(via email and Peripetia)
Phyllis M. Baker via the Internet writes:
“Why aren’t the historical persons and events in the additional Mormon books of the Bible recognized by scholars? They talk about how we were all spirit children in a spirit world before we were born, how our families must be “sealed” in the temple, so that they can stay together when we die and hopefully go to heaven. Have biblical scholars the world over researched these and other Mormon issues and, obviously, not accepted them? There are some brilliant men presiding over the Mormons at this time and it bothers me that they accept all the Mormon doctrines.

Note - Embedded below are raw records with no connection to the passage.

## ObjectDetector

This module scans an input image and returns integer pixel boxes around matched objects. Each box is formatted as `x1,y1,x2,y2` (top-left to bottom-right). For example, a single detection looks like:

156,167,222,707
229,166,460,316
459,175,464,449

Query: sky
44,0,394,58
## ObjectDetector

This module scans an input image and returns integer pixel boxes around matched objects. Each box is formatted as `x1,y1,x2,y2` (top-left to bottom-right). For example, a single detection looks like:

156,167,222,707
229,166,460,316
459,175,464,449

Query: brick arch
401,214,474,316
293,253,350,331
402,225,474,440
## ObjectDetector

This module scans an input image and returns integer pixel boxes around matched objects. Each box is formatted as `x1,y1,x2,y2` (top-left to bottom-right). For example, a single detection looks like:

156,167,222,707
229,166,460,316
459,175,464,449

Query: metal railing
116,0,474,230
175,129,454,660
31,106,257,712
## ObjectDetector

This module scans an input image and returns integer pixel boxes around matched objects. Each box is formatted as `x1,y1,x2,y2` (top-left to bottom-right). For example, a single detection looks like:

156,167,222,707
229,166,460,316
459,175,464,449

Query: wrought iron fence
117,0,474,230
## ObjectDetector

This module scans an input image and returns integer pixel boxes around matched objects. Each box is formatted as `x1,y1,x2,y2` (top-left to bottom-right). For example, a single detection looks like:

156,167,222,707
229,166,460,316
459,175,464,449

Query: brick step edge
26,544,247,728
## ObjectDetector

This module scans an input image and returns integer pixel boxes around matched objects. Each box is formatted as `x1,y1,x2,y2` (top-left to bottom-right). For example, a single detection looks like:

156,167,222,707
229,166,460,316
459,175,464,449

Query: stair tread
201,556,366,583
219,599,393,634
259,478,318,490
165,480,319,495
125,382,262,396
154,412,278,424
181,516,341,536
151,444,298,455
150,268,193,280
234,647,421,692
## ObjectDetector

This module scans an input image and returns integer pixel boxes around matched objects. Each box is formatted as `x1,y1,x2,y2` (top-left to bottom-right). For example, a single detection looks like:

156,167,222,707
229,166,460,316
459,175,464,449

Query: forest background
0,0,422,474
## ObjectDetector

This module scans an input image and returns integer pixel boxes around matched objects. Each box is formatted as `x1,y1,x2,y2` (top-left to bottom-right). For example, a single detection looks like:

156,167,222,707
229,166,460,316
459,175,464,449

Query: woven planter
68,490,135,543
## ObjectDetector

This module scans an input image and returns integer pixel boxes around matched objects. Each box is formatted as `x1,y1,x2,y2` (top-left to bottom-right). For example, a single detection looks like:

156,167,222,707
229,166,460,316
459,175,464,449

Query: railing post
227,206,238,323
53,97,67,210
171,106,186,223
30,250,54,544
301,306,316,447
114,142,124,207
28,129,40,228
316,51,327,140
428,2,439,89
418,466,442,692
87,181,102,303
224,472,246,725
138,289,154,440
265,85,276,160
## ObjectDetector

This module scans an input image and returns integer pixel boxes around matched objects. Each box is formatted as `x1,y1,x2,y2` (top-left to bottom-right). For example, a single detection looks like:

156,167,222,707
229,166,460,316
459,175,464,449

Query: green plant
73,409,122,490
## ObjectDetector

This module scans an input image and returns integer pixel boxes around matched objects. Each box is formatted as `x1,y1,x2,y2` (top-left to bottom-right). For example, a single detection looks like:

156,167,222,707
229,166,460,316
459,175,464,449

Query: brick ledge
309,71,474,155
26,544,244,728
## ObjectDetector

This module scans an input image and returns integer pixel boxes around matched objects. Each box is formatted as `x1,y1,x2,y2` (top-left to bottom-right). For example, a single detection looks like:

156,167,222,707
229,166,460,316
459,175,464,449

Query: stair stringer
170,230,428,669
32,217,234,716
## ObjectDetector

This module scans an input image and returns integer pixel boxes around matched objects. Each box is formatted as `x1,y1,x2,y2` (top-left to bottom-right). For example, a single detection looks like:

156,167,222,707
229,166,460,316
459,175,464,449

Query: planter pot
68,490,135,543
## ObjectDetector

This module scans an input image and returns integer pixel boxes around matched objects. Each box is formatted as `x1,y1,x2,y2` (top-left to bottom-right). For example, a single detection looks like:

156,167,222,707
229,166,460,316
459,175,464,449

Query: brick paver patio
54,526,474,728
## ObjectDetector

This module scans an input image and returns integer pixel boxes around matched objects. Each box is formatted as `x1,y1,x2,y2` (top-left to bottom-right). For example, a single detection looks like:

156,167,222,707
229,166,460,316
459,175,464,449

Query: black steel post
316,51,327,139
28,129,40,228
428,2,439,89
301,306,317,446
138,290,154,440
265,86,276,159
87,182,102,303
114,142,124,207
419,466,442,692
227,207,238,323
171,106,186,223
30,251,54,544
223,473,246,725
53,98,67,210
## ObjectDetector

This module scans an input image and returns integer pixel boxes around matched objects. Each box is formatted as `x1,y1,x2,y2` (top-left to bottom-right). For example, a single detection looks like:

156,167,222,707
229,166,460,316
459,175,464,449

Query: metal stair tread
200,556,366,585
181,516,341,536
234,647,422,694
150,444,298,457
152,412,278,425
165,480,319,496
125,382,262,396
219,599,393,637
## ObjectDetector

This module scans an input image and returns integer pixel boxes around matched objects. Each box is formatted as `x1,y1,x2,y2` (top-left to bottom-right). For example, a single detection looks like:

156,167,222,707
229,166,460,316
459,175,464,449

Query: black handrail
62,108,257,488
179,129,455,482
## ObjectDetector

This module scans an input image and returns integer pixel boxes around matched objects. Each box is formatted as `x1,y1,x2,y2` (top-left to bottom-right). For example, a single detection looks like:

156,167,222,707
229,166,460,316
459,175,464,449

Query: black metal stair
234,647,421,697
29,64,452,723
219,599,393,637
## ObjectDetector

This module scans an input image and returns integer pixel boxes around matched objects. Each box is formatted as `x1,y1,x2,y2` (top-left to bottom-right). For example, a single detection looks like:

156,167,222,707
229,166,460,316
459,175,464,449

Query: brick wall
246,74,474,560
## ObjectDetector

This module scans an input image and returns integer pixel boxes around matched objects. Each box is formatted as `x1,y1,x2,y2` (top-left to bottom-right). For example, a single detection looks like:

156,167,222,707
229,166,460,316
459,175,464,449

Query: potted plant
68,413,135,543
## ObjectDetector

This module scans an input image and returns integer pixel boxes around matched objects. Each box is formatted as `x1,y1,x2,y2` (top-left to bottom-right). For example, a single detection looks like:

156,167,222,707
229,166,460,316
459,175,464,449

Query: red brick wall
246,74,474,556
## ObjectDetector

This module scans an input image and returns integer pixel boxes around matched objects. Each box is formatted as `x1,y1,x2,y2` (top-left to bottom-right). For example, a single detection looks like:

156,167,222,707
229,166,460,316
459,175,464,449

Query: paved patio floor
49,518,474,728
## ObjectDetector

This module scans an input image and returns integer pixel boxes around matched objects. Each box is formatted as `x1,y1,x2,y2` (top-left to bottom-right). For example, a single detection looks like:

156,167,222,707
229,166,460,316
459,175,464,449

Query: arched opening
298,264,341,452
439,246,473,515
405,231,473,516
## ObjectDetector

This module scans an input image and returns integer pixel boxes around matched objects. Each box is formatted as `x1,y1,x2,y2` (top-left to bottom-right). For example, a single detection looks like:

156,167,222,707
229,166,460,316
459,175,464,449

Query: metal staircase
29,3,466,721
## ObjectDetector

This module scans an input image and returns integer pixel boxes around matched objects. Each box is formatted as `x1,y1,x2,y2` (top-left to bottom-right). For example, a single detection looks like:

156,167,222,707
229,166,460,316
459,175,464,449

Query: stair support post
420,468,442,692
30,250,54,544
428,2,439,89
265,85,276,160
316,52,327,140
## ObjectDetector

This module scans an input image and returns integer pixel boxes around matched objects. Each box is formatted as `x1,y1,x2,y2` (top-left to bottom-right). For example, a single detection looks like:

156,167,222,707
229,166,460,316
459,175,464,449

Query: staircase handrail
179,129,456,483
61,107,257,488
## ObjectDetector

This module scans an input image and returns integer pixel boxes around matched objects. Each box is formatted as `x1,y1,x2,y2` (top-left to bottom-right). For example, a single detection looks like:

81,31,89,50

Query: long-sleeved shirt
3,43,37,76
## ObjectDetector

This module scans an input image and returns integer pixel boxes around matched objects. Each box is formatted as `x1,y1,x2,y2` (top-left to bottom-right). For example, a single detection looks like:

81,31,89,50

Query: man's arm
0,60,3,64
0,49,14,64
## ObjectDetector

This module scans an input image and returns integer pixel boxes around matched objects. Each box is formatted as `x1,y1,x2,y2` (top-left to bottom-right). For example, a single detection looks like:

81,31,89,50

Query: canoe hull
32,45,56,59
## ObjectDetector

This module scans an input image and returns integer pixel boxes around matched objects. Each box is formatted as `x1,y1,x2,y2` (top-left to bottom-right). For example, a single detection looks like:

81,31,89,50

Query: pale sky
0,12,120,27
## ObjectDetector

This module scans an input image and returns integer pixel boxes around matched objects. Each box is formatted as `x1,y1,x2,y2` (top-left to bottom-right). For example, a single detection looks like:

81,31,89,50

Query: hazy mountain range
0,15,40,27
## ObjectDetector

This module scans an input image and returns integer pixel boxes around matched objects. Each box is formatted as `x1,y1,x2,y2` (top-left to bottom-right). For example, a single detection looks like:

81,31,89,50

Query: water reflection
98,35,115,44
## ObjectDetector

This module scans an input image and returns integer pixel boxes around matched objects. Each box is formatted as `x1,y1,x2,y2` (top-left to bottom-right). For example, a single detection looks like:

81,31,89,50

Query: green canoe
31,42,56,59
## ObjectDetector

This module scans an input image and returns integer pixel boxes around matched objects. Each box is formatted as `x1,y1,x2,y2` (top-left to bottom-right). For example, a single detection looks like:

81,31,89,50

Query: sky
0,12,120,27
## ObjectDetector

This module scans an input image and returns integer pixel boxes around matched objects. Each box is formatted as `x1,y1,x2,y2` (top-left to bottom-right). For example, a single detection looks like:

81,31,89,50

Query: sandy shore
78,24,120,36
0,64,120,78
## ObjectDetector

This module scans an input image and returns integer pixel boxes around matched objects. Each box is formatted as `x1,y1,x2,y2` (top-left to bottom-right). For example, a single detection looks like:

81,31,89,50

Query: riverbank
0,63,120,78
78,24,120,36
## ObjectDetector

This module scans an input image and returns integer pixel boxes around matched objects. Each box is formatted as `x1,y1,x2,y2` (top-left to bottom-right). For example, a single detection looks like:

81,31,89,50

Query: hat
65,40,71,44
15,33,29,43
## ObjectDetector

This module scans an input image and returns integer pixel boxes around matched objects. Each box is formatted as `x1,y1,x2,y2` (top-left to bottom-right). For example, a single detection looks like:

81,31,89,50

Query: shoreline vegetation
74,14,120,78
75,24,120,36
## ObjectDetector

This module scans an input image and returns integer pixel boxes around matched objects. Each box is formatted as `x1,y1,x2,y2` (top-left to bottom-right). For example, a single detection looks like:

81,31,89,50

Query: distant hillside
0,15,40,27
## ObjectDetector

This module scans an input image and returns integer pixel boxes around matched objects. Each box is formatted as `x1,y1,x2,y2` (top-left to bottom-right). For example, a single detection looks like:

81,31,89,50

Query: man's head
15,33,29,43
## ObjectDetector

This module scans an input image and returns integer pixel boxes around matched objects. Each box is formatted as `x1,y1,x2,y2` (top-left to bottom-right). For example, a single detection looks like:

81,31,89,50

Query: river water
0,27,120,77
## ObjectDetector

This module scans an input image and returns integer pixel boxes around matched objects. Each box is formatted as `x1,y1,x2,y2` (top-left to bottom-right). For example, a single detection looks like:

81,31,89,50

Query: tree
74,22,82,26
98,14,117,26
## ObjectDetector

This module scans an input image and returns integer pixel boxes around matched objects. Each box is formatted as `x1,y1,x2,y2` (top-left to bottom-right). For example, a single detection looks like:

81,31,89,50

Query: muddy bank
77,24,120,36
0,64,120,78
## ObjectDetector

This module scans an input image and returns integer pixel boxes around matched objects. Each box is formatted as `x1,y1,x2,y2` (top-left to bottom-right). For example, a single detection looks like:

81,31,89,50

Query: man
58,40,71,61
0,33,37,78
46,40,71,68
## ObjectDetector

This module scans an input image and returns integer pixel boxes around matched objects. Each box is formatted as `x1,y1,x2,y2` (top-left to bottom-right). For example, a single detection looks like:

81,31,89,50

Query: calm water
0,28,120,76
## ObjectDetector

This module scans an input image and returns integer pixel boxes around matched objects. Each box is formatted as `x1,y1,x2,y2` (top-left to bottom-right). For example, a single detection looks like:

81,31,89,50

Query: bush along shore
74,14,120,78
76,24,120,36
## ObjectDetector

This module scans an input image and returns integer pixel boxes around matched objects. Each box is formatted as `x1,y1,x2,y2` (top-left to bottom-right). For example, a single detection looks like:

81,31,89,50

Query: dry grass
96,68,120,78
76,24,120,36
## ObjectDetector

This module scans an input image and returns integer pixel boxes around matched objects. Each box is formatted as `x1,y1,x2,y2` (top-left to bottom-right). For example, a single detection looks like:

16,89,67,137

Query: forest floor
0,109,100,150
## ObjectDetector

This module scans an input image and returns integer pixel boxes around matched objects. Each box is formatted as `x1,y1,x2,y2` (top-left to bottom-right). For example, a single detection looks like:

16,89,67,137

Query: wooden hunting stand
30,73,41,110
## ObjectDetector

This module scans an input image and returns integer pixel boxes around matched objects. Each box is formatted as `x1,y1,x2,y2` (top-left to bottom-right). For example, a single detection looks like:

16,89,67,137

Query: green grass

I am constantly involved with Latter Day Saints persons and find them to be wonderful people and devoted friends but I just can’t accept all of the history and teachings of Joseph Smith. Maybe you could direct me to some reading material to clarify this problem. ”
Dear Phyllis,
I think you have answered your own question. There is no debate going on in academic circles about the validity or truthfulness of the narratives in the Book of Mormon because the consensus is universal that these books are not history and they are certainly not part of the original biblical tradition. That does not mean they are not edifying to Mormons and treasured by Mormons. They are simply not recognized as authoritative for the larger Christian community. This puts them in the same status as many other Christian writings.
I might add that scholars during the last 200 years of biblical scholarship have taken away much of the aura that once hung over the Bible and I regard that as good. It is the God pointed to by the Bible that we worship not the Bible. That is a lesson that many who call themselves members of the religious right, or fundamentalists of both a Catholic and Protestant variety need to understand and accept. No sacred writings whether they are by Joseph Smith or in the Bible itself are either inerrant or absolutely authoritative. One can be idolatrous about both the Book of Mormon and the Bible. The time has come to stop such idolatry.
— John Shelby Spong
Here’s one if you haven’t come across “The Book Of Bart”:
“Bart Ehrman is a sermon, a parable, but of what? He’s a best-selling author, a New Testament expert and perhaps a cautionary tale: the fundamentalist scholar who peered so hard into the origins of Christianity that he lost his faith altogether.
Once he was a seminarian and graduate of the Moody Bible Institute, a pillar of conservative Christianity. Its doctrine states that the Bible “is a divine revelation, the original autographs of which were verbally inspired by the Holy Spirit.”
But after three decades of research into that divine revelation, Ehrman became an agnostic. What he found in the ancient papyri of the scriptorium was not the greatest story ever told, but the crumbling dust of his own faith.”